DeNAは2019年4月25日、横浜スタジアムで阪神と対戦し、3-5の逆転負けを喫した。1点リードの9回に守護神・山崎康晃投手(27)が近本光司外野手(24)に3ランを浴びて逆転負け。アウトカウントあと一つと迫ったツーアウトから試合をひっくり返され、チームは泥沼の8連敗。同率5位で並んでいた阪神との直接対決に敗れ単独最下位となり、借金は「5」に膨らんだ。
低迷するチームと迷走する指揮官。その象徴が9回の守備だった。1点リードの場面でアレックス・ラミレス監督(44)は絶対的な守護神をマウンドに送り込んだが、山崎は先頭・梅野隆太郎捕手(27)を四球で歩かせると、続く北條史也内野手(24)のバントを処理する際に一塁へワンバンド送球。これをベースカバーに入った柴田竜拓内野手(25)が捕球ミスし、無死1、2塁のピンチに。DeNAは一塁の判定に関してリクエストを要求するも判定はセーフ。そして次の瞬間、DeNAベンチが動いた。
打席に8番・木浪聖也内野手(24)を迎えたところでラミレス監督は、捕手を伊藤光(30)から嶺井博希(27)に交代。木浪はスリーバントに失敗し、続く鳥谷敬(37)をレフトフライに打ち取ったものの、近本に値千金の3ランを許して万事休す。選手の失策と指揮官の後手に回った采配で、連敗脱出の機会を失った。
「交代させるのなら9回の頭からいかないと...」
指揮官の不可解ともとれる9回の捕手交代劇。他球団の関係者は「交代のタイミングが悪すぎる。交代させるのなら9回の頭からいかないと。あの場面での交代はちょっと考えにくい。ピッチャーに余計なストレスを与えるだけで、ラミレス監督の考えが全く理解出来ない」と首をかしげる。

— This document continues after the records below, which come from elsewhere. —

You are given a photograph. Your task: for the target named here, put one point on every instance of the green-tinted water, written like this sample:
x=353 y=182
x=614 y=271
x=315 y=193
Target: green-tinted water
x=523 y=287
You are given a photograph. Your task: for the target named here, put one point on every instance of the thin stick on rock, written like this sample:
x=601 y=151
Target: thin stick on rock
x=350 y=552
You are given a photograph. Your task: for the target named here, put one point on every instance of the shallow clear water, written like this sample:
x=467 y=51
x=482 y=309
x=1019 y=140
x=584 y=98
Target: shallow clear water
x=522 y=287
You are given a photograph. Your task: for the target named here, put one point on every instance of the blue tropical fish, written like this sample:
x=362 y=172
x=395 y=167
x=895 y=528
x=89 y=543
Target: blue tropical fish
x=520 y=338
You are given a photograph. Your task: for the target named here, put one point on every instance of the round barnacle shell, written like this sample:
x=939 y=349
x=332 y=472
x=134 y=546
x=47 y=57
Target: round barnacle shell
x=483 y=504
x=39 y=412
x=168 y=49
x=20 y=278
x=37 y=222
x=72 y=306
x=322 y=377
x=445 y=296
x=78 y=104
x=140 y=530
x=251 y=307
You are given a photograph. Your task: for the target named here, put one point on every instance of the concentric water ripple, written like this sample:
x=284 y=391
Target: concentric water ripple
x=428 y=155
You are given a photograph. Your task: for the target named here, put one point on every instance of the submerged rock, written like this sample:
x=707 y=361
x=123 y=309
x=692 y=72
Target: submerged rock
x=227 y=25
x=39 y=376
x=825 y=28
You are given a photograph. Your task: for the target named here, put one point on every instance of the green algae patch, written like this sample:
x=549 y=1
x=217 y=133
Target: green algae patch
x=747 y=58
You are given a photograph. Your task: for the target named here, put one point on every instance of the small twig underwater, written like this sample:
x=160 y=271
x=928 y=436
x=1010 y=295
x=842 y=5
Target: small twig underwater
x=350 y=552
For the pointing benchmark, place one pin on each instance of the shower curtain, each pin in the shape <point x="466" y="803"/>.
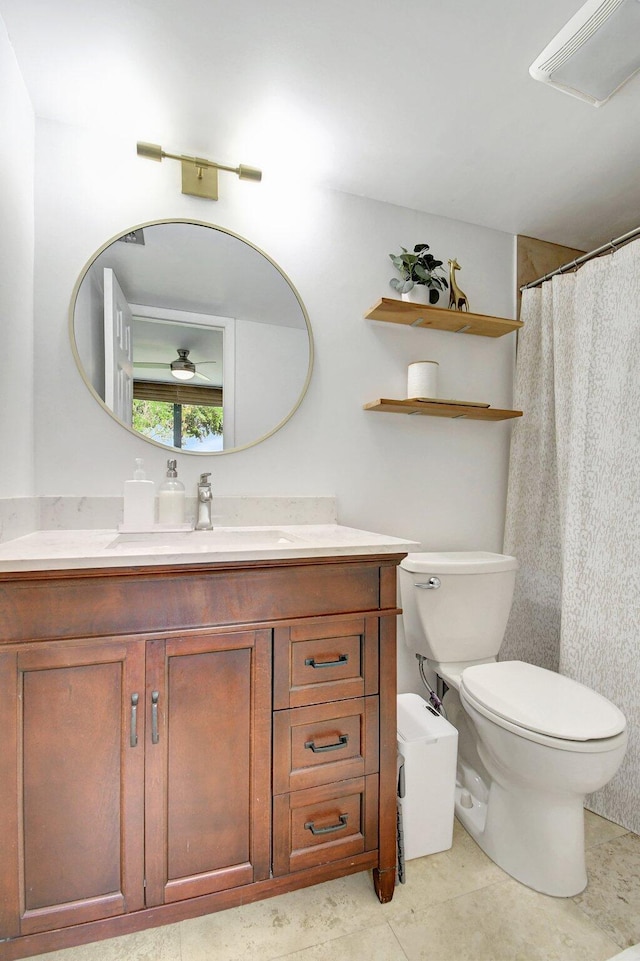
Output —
<point x="573" y="503"/>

ラミレス監督は捕手交代について、山崎との「相性」を考慮した上での交代だったと明かしたが、これにも疑問符が付く。今シーズン、山崎は25日を除いて8試合に登板し、そのうち5試合で伊藤がマスクをかぶった。ここ2試合は嶺井が連続でコンビを組み、ラミレス監督の言う「相性」を重視するのならば、山崎が9回のマウンドに上がった時点で嶺井にスイッチしてもよかったのではないだろうか。
4月13日の広島戦で主砲・筒香嘉智外野手(27)が右肘への死球で一時、戦線を離脱した。主砲不在の4月16日の黒星から連敗街道に突入。連敗中、指揮官の試行錯誤は続き、筒香が復帰した19日からは連日打線を入れ替えてのテコ入れを。21日の広島戦では、リーグ初となる「オープナー」制を導入し、中継ぎの国吉佑樹投手(27)を先発に起用したものの、これが完全に裏目に。国吉は1回5安打4失点で降板し、チームは5連敗となった。
「選手にとって精神的ダメージは大きいはず」
投手陣の不調に加え、深刻なのが宮崎敏郎内野手(30)の不振だ。ここまで23試合にフル出場し、打率193.と苦境に陥っている。連敗の期間中、一度は6番に打順を下げ、ここ4試合は5番に復帰したが、4試合で15打数3安打と、2年連続の3割打者が復活の糸口をつかめずにいる。
前出の関係者は「ラミレス監督の采配には迷いが見られる。これが勝っていれば、名采配と言われるでしょうが、こう負けが続くと采配ミスと言われてしまう。昨日の逆転負けは非常に大きかった。あのような負け方は、選手にとって精神的ダメージは大きいはず。チーム状態が心配になりますね」と話す。
27日から巨人との3連戦(東京ドーム)を皮切りに10連戦が待ち受ける。泥沼の8連敗で単独最下位に転落したDeNAが、どこで連敗をストップするのか。指揮官の采配に注目が集まる。